The Business Owners’ Guide To Financial Freedom by Mark Kohler was a very practical read. I highly recommend it, especially for small business owners. Also, political side note – I have the world’s tiniest violin for wealthy Americans and their personal tax complaints. I’m all for debating tax policy, but the number of completely legal, ethical, and open tax strategies that make sense only above a certain income or with certain employment status is mind-boggling. This is how Warren Buffet’s executive assistant pays a higher effective tax than he does.
How to Get Rich by Felix Dennis was the most practical, useful business book I’ve read in a while. The tone & style is grating, but the advice is right on. Ownership of assets always beats income. Excellent book.
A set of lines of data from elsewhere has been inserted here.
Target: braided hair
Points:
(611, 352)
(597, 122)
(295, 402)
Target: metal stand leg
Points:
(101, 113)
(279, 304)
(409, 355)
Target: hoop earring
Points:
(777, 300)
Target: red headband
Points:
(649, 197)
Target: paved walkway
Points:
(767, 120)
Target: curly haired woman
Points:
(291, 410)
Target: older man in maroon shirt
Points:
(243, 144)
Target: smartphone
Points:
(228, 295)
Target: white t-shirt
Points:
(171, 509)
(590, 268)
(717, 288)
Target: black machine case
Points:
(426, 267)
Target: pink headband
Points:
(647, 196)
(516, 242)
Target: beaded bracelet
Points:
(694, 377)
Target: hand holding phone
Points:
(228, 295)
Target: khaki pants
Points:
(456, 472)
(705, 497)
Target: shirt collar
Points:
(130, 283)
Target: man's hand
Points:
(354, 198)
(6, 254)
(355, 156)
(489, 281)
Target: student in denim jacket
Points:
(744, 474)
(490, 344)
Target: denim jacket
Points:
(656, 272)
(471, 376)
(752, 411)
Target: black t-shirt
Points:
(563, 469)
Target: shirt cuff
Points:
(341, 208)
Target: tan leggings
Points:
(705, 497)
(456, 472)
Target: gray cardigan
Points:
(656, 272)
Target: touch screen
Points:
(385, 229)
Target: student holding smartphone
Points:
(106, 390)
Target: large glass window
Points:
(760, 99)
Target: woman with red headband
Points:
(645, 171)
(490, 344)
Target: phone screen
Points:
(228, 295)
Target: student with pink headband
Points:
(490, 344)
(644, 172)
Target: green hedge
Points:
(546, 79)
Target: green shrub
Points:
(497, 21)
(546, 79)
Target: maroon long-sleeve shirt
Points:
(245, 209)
An Hour Before Daylight by Jimmy Carter is one of the best memoirs that I’ve read in a long-time. I’ve been interested in the pre-World War II South for a while. And Jimmy Carter wrote the best book out there about it. Amazing man.
The Legend of the Black Mecca by Maurice Hobson was a good, enlightening read about my home city. It had more focus on Maynard Jackson than I expected…but after reading it, it made sense. Highly recommended for anyone who lives or is moving to Atlanta.
The Fifth Risk by Michael Lewis was one of the best reads all year. It was a well-written book about one of the most boring topics of all – the United States’ Federal Government bureaucracy. Highly recommended.
Poor Richard’s Retirement by Aaron Clarey was one of the better personal finance books that I read all year. Lots of useful ideas and strategies, but I appreciated the unexpected final chapter the most.
Everyday Life in Medieval Europe by Jeffrey Singman was an interesting read, especially during the early days of the spread of coronavirus.
Killing Commendatore by Haruki Murakami was a good read as always, though I don’t think it’s his best work. Harder to follow than others.
Ranger Confidential by Andrea Lankford was a great read about an underappreciated and misunderstood job. Huge respect to those who protect our most precious natural treasures.
The Overstory by Richard Powers was a good, but hard to follow novel.
Best Tent Camping Florida by Johnny Molloy was an interesting and useful guide (as are all of Johnny Molloy’s books). Got a good sense of exploring wild Florida.
Devil’s Financial Dictionary by Jason Zweig was a skim read. Definitely requires familiarity with the financial industry. I didn’t get all of it.
Windfall by McKenzie Funk was a keen look and counter-intuitive look at climate change. Highly recommended. We are in for a wild ride over the next 30+ years.
Atlanta Scenes by Images of America was another fascinating collection of vintage photos.
North Georgia’s Dixie Highway by Images of America was an unexpectedly engaging book. Loved reading this while reading Jimmy Carter’s book (above).
50 Hikes in the North Georgia Mountains by Johnny Molloy was a great resource that I’ll keep coming back to. Love the color photos and updated formatting.
The Secret Commonwealth by Philip Pullman was the only major disappointment that I stuck through and read this year. I love His Dark Materials so much that I pushed through this book. It’s just not that great.
Looking forward to this coming year!